Dua nedir ve Allah ile iletişimdeki rolü nasıldır?

İlahiyat
İlahiyat

Dua; Allah’a seslenmek, çağırmak, ona yakarmak, ondan dilekte bulunmak demektir. Dua insanda doğuştan gelen bir olgudur. Bu yüzden bütün dinlerde mevcuttur. Üstün bir varlığa inanan insan şu veya bu şekilde dua eder. İnsanlar sıkıntılı anlarında dua edince gönüllerinde bir ferahlık hisseder. İstediğinin gerçekleşeceği konusunda ümidi artar. Dua, insan için bir şifa ve bunalımlara karşı koruyucu bir sağlık tedbiri gibidir. Yüce Allah’ımız şöyle buyurur: “Kullarım beni senden sorarlarsa, gerçekten ben onlara çok yakınım. Bana dua edince, dua edenin duasına cevap veririm” (Bakara suresi, 186. ayet). Ayet ve hadislerde dua teşvik edilmiştir. Peygamberimiz duanın Allah katında bir ibadet ve şerefli bir davranış olduğunu bildirmiştir.

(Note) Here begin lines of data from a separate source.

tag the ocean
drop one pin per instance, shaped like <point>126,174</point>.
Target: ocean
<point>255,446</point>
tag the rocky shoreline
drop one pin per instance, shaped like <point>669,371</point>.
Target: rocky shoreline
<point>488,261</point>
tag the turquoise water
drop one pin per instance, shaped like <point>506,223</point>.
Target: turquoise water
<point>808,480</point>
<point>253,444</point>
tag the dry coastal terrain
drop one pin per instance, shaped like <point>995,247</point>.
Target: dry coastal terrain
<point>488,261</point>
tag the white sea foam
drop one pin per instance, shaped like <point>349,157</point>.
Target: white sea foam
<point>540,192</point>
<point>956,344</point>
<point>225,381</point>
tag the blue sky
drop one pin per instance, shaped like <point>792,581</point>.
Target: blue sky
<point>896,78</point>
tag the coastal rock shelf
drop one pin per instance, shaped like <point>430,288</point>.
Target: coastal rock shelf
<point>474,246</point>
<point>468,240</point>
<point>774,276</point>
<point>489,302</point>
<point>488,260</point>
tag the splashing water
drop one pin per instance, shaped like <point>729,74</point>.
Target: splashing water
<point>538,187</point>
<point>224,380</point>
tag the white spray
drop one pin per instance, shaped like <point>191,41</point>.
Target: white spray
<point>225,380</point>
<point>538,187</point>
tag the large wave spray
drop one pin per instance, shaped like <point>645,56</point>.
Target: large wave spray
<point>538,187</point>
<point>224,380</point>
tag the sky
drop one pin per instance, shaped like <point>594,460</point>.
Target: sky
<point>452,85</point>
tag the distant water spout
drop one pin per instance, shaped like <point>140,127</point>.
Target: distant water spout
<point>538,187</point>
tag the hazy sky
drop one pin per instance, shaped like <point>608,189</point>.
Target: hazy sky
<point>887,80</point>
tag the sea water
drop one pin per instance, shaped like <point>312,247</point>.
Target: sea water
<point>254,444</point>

Dua eden kişi gönülden dua etmeli, iyi şeyler istemeli, istediği şeyler doğrultusunda da çaba göstermelidir. Allah insanın gönlünden geçenleri bilir; ama dil ile dua etmenin çok farklı güzellikleri vardır. Dua etmenin belli bir kuralı yoktur. İçimizden geldiği gibi güzel olan her şeyi isteyebiliriz. Allah’a dua etmek için hiçbir aracı kurum ve kişiye de ihtiyacımız yoktur. Namaz kılarken Fatiha suresinde söylediğimiz gibi “Biz ancak sana ibadet eder ve ancak senden yardım isteriz” (Fatiha suresi, 4. ayet). Kur’an-ı Kerimde ve Hadis-i Şeriflerde bizim için dua örnekleri vardır: “Rabb’imiz! Bize dünyada da ahirette de güzellik ver. Bizi ateşin azabındankoru” (Bakara suresi, 201. ayet). “Rabb’im! Beni namaza devam eden bir kimse eyle.Soyumdan da böyle kimseler yarat. Duamı kabul eyle. Rabb’imiz! hesap görülecekgünde beni, ana-babamı ve bütün inananları bağışla ” (İbrahim suresi, 40-41. ayet).

İnsanlar sıkıntıda dua ettikleri gibi genişlikte de dua etmelidir. Dara düştüğünde Allah’a sığınmak rahata erince Allah’ı unutmak çok yanlış bir davranıştır. Kur’an-ı Kerim’de şöyle buyurulur: “İnsana bir sıkıntı dokundu mu gerek yan üstü yatarken, gerek otururken, gerekse ayakta iken bize dua eder. Ama biz onun bu sıkıntısını ondan kaldırdık mı, sanki kendisine dokunan bir sıkıntı için bize hiç yalvarmamış gibi geçer gider. İşte o haddi aşanlara, yapmakta oldukları şeyler, böylece süslü gösterilmiştir” (Yûnus suresi, 12. ayet).

Kaynak: Milli Eğitim Web Sitesinde Yer Alan “Mesleki Açık Öğretim Lisesi Din Kültürü ve Ahlak Bilgisi 3 (Hazırlayan: M. Sadık Arslan)” Ders Notlarından Derlenmiştir (Ziyaret Tarihi: 01/02/2010).

Share

Bunları da Beğenebilirsiniz...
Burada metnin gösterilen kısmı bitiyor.